C'est qu'il y a un "mystère" Willy Mucha... Le personnage lui-même, ami des grands peintres Dali et Matisse en particulier, d'artistes divers des années 1950 (Charles Tr&net, Edith Piaf) et d'autres personnalités du monde des Arts et des Lettres qui se retrouvaient l'été à Collioure ou dans les environs, n'est pas porté dans le cœur des Colliourencs. D'origine étrangère, péjorativement surnommé "Le Métèque", et cultivant lui-même volontiers un certain mystère sur sa nationalité (Polonaise) et ses hypothétiques liens familiaux avec le célèbre illustrateur hongrois Alphonse Mucha (avec lequel il est encore confondu...), il fut mal accepté dans la ville au clocher marin... Peu avant sa mort, c'est au journal L'Indépendant du Midi qu'il fit don de l'ensemble de ses œuvres, "privant" Collioure et sa région de tout souvenir de la ville où il habitait et qu'il avait tant représentée.
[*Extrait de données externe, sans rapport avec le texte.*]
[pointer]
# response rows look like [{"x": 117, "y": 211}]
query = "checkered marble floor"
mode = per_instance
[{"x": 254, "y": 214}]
Les rancunes sont tenaces, et de nos jours, qui irait à Collioure en vue de s'informer à son sujet recevrait un accueil plutôt froid, voire ouvertement hostile comme nous pouvons en témoigner... Toute commémoration et souvenir sont donc tabous, et un projet de musée régional qui avait été élaboré à la fin des années 1990 a été brusquement abandonnée par décision du Conseil Général. 


Mais déjà au temps de l'amitié entre Willy Mucha et Barjavel ces sentiments plutôt rafraîchis ont pu se percevoir dans le texte que rédigea Barjavel en décembre 1950 pour le Livre d'Or de Willy Mucha, album dans lequel les amis qui lui rendaient visite laissaient un témoignage ou un dessin du clocher. Cette page est présentée sur la page de bibliographie des textes et sa retranscription { ici }

Dans ce contexte, l'album lui-même au tirage quasi confidentiel et dont l'éditeur "La Ruche" reste quelque peu mystérieux lui aussi, n'a pratiquement laissé aucune trace : je n'ai pu rencontrer aucun libraire, bouquiniste, antiquaire ou galerie spécialisée qui en ait connaissance (et donc a fortiori pouvant m'indiquer comment le trouver). J'ai pu aussi constater lors de ces recherches que la connaissance de Willy Mucha est, même chez les "spécialistes", elle aussi, quasi inexistante...
La Bibliothèque Nationale de France en conserve un exemplaire (numéroté 101), qui ne relève d'ailleurs pas du Dépôt Légal mais d'un don privé. 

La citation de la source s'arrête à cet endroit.